Sortlist est un annuaire d’agences en marketing et services de publicités, commercialisant des leads.

Fondée en 2014, dans la sphère Nest’Up, nous avions tenté comme agence une expérience en 2015 puis en 2016 avec ce fournisseur de leads. Notre expérience n’a pour l’instant pas été totalement concluante.

Ce qui nous plaît

Ce que nous avons aimé c’est l’outil mis en oeuvre, la gestion par email d’un funnel d’affaires qui correspond bien à nos attentes en termes de taille de projets, portée de ceux-ci, Sortlist fait se rencontrer l’offre et la demande avec un certaine justesse.

Economiquement c’est aussi porteur. Le modèle sur papier est attirant : en fonction du montant du projet vous rétribuez +/- 1% du montant à Sortlist pour obtenir un des 5 sièges qui seront mis en contact avec le client. Sortlist screene les projets entrant et dirige ceux-ci vers un nombre d’agences choisies. A 100€/200€ le lead, c’est une bonne affaire si vous le convertissez. Si vous n’êtes pas repris la mise de départ est négligeable et ce n’est pas grave.

Les failles

Ce modèle révèle malheureusement assez vite ses failles sur des cas limites que Sortlist devrait mieux prendre en compte pour capitaliser sur son nom, sa qualité et ne pas laisser quelques brebis galeuses lui pourrir son image.

Ce que nous avons constaté à l’usage c’est un ensemble de comportements chez les leads et les consultants Sortlist qui in fine grève la qualité des échanges et la volonté de donner suite à ce genre de demandes.

La surévaluation financière du projet

La surévaluation du projet est un risque.  Mieux vaut annoncer un projet à 20.000€ aux agences, même si le lead vous annonce lors du premier contact que son budget c’est plutôt 15.000€, la commission et l’attractivité sont plus grandes. Et la difficulté de devoir tenir un budget plus serré pour des ambitions inchangées n’est perçu comme un défaut que par l’agence.

La non obligation de mise en place du projet

Poster un projet est toujours gratuitLa gratuité des projets côté client est, en filigrane, une absence d’engagement à faire appel aux agences consultées. Cette gratuité ne donne que peu de gages quant à la réalité de l’intention de contracter des leads.

Les leads peuvent faire, aux frais des agences, un tour de celles-ci pour partir à la pèche aux idées, aux concepts, aux approches et in fine s’en retourner à leur prestataire d’origine.
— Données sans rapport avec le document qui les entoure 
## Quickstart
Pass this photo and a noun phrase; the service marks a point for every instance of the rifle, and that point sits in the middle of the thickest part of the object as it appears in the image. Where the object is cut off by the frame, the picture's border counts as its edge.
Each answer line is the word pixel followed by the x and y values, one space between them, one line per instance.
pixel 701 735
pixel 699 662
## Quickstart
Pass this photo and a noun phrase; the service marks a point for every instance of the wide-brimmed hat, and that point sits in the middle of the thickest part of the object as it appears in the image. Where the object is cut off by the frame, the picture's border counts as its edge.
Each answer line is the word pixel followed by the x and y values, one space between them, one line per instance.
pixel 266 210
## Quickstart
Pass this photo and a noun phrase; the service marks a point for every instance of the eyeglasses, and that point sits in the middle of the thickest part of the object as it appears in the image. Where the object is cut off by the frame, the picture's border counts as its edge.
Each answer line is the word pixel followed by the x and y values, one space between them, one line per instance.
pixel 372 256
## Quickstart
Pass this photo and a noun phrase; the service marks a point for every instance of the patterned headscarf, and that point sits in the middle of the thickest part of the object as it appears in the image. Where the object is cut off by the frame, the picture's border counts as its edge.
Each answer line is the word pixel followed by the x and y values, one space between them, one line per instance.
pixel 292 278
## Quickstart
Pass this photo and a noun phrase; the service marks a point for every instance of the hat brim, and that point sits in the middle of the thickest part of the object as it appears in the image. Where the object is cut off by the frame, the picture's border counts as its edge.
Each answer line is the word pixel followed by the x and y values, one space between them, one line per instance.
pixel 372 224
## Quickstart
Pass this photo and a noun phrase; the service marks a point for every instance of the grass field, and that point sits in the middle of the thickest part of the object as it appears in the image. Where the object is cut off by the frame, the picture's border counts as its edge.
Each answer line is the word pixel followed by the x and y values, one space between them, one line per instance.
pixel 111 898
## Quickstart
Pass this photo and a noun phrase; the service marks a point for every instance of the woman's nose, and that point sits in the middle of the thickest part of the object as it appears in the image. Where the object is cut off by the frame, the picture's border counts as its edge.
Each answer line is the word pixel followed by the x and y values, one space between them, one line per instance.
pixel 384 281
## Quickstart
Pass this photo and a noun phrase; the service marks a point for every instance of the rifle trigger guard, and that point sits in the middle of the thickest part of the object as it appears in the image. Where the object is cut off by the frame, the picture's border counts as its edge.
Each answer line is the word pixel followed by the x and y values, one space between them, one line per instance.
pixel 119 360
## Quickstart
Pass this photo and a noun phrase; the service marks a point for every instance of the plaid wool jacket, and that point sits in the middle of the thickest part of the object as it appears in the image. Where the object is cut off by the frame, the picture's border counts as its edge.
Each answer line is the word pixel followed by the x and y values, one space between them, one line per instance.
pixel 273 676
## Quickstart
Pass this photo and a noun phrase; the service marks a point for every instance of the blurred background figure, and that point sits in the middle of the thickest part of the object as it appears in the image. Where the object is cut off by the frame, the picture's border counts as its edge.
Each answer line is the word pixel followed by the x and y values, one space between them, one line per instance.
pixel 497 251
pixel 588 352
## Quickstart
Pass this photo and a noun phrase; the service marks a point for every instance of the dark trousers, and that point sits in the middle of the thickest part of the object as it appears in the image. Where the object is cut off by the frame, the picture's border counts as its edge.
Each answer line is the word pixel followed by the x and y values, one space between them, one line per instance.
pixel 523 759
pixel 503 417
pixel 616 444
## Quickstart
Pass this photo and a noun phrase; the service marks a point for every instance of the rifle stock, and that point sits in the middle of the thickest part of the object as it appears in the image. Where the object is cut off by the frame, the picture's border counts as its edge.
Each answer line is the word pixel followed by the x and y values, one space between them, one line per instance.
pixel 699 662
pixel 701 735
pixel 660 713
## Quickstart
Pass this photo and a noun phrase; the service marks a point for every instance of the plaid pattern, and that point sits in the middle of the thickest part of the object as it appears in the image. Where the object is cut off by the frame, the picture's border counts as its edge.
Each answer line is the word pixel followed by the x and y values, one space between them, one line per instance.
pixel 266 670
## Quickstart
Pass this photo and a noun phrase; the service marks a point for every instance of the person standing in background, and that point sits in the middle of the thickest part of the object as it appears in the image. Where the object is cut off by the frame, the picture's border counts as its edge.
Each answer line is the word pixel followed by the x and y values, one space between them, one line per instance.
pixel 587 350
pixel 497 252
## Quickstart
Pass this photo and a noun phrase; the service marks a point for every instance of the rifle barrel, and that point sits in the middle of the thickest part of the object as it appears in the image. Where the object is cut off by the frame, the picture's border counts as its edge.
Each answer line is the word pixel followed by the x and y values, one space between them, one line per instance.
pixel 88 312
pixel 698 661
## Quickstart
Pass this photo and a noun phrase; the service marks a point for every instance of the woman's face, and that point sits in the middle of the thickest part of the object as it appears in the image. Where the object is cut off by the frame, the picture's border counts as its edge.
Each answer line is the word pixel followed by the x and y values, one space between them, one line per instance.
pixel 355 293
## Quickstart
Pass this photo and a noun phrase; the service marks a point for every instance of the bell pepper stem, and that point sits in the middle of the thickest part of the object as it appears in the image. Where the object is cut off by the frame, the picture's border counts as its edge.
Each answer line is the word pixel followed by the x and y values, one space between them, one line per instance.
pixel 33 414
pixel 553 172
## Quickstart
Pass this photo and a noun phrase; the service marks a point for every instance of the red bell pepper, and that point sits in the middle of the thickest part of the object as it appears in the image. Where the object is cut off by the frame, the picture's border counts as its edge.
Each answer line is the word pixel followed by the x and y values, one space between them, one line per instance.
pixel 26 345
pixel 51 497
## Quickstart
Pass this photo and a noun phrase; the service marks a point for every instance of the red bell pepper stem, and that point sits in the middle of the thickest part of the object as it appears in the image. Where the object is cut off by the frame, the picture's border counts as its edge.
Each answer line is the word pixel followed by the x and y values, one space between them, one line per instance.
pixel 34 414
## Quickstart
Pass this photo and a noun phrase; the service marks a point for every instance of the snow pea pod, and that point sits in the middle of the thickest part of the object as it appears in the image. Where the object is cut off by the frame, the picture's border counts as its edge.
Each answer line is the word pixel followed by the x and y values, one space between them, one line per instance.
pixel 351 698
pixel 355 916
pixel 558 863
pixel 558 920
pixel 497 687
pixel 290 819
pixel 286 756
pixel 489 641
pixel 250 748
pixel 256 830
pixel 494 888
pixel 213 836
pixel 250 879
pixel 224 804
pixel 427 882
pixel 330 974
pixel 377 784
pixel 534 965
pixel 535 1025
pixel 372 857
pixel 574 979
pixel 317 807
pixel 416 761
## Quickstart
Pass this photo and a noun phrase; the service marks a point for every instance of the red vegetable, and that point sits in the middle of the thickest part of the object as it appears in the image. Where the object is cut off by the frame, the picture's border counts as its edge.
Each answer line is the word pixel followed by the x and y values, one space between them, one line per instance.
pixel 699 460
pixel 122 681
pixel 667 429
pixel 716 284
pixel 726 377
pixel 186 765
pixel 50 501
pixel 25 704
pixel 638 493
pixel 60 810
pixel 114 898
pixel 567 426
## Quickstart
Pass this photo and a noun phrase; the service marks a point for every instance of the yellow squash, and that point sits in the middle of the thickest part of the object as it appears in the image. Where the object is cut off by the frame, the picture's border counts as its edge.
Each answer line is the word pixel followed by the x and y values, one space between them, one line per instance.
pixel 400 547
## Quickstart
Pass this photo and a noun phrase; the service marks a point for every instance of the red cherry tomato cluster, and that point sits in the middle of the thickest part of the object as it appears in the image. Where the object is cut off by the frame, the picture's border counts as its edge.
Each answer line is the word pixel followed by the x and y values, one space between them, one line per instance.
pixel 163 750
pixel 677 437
Ce cas vécu est sans doute le plus troublant, que cela ait toujours existé bien sûr, mais que le pigeon doivent payer pour se faire plumer c’est assez neuf.

 

Le non respect du nombre de sièges

Lors de la présentation d’un lead aux agences sélectionnées, où Sortlist fait le match entre les besoins du client et les services proposés par les agences référencées,  un nombre de sièges est annoncé (généralement 5). Celui-ci est très théorique et ne correspond pas toujours à la réalité. De nombreux leads nous ont confiés qu’en plus des 5 sièges de Sortist, d’autres agences ont été contactées en direct. Quelle est la valeur d’un siège qui n’est garant de rien ? Les agences Sortlist ne sont-elles consultées que pour cadrer les prix et mettre la pression sur les agences contactées en direct ? 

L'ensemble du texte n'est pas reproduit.